AWS cloud benefits are not limited to procuring more resources when needed but are also about contracting when possible. Of course, this needs to align with the type of workload you plan to run in the cloud. Sometimes, there are known events that would require more resources to handle the increased load, such as festive sales and marketing initiatives. In other cases, when the usage spikes cannot be determined in advance, you can leverage AWS’ auto-scaling capabilities, as we did for GitLab runners.

So far, we have discussed two solution implementations and how adopting cloud services gives a big boost to reliability and scalability, leading to better customer outcomes. Next, let’s learn about some DevOps methodologies that help accelerate the software delivery process. We will later map these key areas to certain AWS services.

DevOps methodologies to accelerate software delivery

As we discussed at the beginning of the chapter, successful organizations use software automation to catapult their digital transformation journey.

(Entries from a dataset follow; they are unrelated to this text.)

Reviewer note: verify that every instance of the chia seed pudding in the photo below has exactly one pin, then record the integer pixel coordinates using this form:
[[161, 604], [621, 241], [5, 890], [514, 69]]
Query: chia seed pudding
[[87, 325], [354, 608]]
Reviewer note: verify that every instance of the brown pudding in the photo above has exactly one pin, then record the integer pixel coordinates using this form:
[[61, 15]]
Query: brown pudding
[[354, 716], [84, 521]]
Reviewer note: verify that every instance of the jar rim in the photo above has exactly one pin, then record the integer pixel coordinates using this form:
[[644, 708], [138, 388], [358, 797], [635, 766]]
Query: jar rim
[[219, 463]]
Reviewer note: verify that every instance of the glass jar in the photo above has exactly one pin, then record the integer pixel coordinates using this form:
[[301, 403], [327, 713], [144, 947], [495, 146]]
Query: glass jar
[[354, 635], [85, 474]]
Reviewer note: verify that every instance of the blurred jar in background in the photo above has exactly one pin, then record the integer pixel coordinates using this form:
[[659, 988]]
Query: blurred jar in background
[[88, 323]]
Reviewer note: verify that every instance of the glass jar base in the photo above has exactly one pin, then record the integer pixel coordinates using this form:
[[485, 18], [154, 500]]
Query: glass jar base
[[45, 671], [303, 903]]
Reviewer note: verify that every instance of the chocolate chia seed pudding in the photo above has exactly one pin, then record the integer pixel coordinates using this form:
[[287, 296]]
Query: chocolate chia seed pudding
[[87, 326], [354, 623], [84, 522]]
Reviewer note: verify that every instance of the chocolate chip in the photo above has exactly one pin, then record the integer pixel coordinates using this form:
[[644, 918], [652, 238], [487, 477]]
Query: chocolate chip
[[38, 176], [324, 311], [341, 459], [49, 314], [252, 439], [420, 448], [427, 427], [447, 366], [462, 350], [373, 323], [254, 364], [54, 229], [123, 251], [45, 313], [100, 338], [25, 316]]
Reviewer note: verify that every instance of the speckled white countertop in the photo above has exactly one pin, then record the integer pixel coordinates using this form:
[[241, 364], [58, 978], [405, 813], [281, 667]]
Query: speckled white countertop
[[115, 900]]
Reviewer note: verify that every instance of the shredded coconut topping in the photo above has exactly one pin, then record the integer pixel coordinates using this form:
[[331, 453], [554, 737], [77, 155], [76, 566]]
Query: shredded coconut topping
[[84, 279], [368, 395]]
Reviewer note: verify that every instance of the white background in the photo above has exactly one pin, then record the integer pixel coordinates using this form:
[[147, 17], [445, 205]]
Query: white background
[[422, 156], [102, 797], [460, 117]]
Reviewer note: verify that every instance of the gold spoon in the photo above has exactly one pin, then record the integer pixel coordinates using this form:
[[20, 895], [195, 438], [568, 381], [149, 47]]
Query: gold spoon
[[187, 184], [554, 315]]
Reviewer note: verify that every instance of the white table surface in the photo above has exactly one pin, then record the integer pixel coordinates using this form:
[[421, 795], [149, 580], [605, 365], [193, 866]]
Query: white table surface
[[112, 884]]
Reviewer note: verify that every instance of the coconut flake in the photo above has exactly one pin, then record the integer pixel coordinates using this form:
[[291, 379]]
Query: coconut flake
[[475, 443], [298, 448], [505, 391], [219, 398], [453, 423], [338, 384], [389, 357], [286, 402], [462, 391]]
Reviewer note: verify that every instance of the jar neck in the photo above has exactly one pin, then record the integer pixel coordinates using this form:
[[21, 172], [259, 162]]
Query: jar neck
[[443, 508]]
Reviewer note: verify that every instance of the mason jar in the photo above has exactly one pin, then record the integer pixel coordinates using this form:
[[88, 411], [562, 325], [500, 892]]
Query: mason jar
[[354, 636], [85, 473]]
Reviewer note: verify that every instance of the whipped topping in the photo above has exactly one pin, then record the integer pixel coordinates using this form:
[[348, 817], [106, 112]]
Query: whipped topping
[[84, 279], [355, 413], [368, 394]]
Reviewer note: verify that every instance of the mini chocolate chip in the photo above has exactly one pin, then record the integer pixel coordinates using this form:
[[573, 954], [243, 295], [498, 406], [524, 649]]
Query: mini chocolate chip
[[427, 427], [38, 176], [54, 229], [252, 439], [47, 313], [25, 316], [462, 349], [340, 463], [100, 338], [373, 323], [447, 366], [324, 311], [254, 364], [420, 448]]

As highlighted in the 2022 State of DevOps Report by DORA (https://cloud.google.com/devops/state-of-devops), DevOps methodologies positively influence your team culture and foster engineering best practices to help you be able to ship software with increased velocity and better reliability. In software engineering, the following principles have been well established and are known to optimize the way teams work and collaborate.

Continuous integration

Continuous Integration (CI) is a software engineering best practice that advocates the frequent merging of code from all software developers in a team to one central repository. This increases the confidence in and visibility of new features being released to the customers. At the same time, automated tests make releasing code multiple times a day seamless and easy. Developers also get quick feedback regarding any bugs that might have been introduced into the system as a result of implementing features in isolation.

Continuous delivery

Continuous Delivery (CD) is the practice of producing code in short cycles that can be released to production at any time. Automatically deploying to a production-like environment is key here. Fast-moving software teams leverage CD to confidently roll out features or patches, on demand, with lightweight release processes.

Continuous deployment

Continuous deployment enables teams to automatically release the code to production. This is indicative of high DevOps maturity and rock-solid automation practices. Using continuous deployment, code is automatically deployed to the production environments.

This requires deep integration into how the software stack functions. All ongoing operations and customer requests are automatically taken care of, and the release process is hardly noticeable to the end user.

In later chapters, we will go through some hands-on examples around CI/CD processes and use native AWS services to see things in action.

Infrastructure as Code (IaC)

Managing AWS infrastructure components with code, using SDKs, APIs, and so on, makes it very convenient to reliably manage environments at scale. Unlike static provisioning methods used on-premises, these practices enable the creation of complete infrastructure stacks with the use of programmable workflows.